Relationships ain’t easy. The ups and downs of love drive most of reality TV and in real life, they can end up in pain, disillusionment and sometimes violence. Even money and fame provide little protection from the problems that challenge people in intimate relationships. In Best Picture director Ben Affleck’s now famous Oscar acceptance speech, he thanked his wife, Jennifer Garner, for “doing the work” with him for the last decade. Singer Fantasia, distraught over reports that her boyfriend’s estranged wife was suing her, once attempted suicide, while the internet tormented her for sleeping with a married man. Will Smith told an audience in Philadelphia that money and fame didn’t mean he and his wife of 17 years, Jada Pinkett Smith, don’t have their issues.
There are plenty of good people who end up in bad relationships.
Dr.
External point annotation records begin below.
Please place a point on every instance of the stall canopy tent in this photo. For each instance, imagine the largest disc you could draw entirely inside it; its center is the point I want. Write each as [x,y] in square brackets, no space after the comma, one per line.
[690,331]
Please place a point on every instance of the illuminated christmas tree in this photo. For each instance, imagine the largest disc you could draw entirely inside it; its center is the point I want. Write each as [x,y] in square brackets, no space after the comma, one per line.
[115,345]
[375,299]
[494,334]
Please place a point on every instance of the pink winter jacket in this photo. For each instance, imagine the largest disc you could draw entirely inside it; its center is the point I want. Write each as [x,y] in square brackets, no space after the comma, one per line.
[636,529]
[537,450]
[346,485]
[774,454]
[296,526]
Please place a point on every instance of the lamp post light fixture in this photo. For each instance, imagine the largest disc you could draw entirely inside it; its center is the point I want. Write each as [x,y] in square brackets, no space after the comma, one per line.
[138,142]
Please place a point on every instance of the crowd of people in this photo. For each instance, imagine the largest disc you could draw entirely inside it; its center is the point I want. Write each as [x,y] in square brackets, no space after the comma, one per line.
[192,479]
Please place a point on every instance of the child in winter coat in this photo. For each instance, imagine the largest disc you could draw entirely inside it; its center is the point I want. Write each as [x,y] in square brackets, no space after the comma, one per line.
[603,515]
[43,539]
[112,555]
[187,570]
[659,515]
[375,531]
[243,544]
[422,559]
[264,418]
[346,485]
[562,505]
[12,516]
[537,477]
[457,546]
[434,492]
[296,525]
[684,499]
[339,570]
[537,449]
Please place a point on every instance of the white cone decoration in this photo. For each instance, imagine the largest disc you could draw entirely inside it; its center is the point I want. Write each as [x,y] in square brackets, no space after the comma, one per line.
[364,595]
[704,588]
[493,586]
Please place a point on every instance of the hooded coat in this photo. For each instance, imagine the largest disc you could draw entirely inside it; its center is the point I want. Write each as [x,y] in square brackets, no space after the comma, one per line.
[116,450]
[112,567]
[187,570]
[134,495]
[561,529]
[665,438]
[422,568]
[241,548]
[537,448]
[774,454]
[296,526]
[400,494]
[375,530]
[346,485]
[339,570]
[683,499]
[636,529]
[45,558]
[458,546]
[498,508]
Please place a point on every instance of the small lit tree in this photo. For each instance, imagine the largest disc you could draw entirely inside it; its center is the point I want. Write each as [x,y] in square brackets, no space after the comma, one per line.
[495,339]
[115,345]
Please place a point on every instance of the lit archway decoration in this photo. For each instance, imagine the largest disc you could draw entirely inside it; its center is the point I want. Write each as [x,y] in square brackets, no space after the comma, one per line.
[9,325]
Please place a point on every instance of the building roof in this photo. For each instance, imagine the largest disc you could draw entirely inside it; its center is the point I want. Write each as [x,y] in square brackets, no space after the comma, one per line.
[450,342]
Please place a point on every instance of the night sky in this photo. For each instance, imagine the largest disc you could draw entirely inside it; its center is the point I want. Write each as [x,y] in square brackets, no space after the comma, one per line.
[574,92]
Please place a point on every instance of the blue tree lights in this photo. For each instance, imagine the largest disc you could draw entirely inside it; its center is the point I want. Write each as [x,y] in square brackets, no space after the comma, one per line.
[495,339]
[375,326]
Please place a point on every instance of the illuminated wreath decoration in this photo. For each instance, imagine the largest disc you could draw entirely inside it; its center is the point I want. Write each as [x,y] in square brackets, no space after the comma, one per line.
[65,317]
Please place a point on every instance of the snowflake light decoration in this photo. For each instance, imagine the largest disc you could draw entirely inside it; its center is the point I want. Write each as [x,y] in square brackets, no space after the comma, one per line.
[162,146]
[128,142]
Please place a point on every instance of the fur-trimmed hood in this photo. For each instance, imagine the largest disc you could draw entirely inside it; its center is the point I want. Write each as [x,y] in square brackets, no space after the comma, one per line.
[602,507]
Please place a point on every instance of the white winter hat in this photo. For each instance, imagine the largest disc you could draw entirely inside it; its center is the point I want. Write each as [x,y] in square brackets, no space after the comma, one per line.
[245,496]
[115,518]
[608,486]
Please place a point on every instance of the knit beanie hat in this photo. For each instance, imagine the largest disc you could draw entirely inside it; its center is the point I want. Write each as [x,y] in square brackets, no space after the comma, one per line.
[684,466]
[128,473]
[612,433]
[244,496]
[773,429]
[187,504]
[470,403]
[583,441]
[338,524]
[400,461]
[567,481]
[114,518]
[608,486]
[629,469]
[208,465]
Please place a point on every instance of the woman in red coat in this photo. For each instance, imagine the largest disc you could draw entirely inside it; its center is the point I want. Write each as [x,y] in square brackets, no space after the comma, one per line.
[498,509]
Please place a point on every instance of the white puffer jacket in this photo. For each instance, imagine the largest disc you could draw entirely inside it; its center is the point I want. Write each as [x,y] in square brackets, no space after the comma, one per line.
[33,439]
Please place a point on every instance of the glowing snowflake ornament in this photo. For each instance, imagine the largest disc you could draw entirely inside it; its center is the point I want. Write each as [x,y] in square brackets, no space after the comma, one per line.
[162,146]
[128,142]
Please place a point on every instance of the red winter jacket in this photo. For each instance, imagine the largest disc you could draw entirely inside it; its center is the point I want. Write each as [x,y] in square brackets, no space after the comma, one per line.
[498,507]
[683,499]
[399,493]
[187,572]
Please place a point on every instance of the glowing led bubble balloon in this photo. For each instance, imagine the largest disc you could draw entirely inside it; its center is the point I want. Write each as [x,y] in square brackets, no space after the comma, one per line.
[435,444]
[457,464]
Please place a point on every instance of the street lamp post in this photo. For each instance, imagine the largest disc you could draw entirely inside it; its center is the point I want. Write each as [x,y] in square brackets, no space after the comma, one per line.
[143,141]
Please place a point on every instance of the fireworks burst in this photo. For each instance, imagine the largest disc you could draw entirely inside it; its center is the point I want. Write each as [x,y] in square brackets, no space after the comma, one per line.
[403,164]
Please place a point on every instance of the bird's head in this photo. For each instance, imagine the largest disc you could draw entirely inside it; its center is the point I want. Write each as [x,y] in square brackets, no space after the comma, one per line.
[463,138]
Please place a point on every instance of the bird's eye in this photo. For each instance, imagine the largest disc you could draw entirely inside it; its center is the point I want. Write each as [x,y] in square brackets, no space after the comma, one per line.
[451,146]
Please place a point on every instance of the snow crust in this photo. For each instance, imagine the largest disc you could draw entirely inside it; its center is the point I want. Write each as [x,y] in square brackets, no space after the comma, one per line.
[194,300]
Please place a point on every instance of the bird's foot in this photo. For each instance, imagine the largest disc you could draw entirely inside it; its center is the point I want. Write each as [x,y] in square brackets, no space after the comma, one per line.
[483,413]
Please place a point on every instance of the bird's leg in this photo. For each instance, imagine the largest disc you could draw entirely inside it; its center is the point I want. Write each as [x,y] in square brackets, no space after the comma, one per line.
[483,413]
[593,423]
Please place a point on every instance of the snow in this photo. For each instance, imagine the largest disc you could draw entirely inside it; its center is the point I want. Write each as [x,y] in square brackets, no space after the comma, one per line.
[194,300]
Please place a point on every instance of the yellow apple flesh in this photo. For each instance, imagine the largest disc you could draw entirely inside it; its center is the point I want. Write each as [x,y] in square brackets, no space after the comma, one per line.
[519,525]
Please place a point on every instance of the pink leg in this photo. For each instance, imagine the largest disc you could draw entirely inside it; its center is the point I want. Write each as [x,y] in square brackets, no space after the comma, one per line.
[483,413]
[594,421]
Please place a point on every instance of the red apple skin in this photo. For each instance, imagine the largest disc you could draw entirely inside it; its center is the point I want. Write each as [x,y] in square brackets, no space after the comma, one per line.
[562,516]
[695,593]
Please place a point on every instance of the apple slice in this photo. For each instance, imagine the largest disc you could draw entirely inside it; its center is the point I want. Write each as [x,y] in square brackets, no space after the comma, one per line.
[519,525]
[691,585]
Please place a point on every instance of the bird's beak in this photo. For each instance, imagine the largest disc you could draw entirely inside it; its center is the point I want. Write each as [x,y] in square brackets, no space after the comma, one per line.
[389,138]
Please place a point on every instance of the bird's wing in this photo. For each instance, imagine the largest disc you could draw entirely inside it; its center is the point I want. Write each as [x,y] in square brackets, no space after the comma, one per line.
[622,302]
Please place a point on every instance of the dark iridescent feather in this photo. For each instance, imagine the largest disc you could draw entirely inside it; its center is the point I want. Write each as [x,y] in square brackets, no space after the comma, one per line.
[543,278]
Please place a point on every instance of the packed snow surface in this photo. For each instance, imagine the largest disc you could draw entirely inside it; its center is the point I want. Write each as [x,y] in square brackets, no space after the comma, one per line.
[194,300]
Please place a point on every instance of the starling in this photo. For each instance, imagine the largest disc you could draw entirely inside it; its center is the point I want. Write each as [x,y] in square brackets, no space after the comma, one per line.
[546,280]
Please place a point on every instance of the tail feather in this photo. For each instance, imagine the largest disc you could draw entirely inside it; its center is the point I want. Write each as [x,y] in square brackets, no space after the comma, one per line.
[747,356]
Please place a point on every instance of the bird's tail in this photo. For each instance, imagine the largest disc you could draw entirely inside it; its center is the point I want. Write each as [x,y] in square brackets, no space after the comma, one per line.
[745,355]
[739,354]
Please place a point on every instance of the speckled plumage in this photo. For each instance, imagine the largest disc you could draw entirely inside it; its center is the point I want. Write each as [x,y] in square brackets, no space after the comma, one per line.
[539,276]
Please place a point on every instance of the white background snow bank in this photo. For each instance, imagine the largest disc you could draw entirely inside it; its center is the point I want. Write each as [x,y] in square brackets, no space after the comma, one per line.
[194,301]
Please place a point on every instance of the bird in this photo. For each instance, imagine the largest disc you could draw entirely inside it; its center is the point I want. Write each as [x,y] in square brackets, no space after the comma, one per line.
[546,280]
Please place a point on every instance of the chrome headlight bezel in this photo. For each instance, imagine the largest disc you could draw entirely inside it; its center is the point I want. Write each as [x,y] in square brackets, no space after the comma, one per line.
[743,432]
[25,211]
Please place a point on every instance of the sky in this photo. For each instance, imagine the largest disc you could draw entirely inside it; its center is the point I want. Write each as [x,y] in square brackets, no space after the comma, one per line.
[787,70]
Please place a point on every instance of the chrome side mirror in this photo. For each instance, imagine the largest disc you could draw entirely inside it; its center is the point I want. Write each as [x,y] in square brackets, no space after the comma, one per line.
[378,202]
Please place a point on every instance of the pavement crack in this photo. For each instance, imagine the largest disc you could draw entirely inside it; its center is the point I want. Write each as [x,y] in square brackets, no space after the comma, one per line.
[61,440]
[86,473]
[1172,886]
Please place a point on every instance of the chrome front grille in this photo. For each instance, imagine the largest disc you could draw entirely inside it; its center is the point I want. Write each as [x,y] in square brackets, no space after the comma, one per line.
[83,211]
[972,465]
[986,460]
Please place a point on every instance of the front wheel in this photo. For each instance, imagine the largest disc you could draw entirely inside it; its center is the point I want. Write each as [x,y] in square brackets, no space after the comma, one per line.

Robin Smith, a recent guest on “The Tom Joyner Morning Show”, promoting her new book “Hungry,” says that what we are hungry for more than anything else is believing in our own self-worth.
If you look at posts on black women’s websites, one of the most common relationship questions is some variation of “I’m in a relationship with someone who doesn’t treat me right/cheats on my repeatedly/is married/is dysfunctional, disrespectful or abusive but I can’t leave them.”
Most of the time, responses to this question go this way: Pick up your self-esteem, sister, and move on. Pack your bags, leave him now, stop sleeping with him, love yourself, etc. etc. What no one says is how hard it can be to leave even a truly dysfunctional relationship. There is usually something that keeps you there – whether it’s emotional, financial or sexual security – no matter how crazy it looks to the outside world.
The problem is that relationships cannot resolve your life’s issues. If you were not loved as a child, if your parents, the people who you counted on for love and support, did not provide you with necessary nurturing, you will not be able to get that later from a life partner, no matter how loving or caring he or she is. That is not a relationship’s role. For African Americans still dealing with the legacy of generations of slavery, trying to fill the lack of wholeness in another is just too hard when they are often not whole themselves.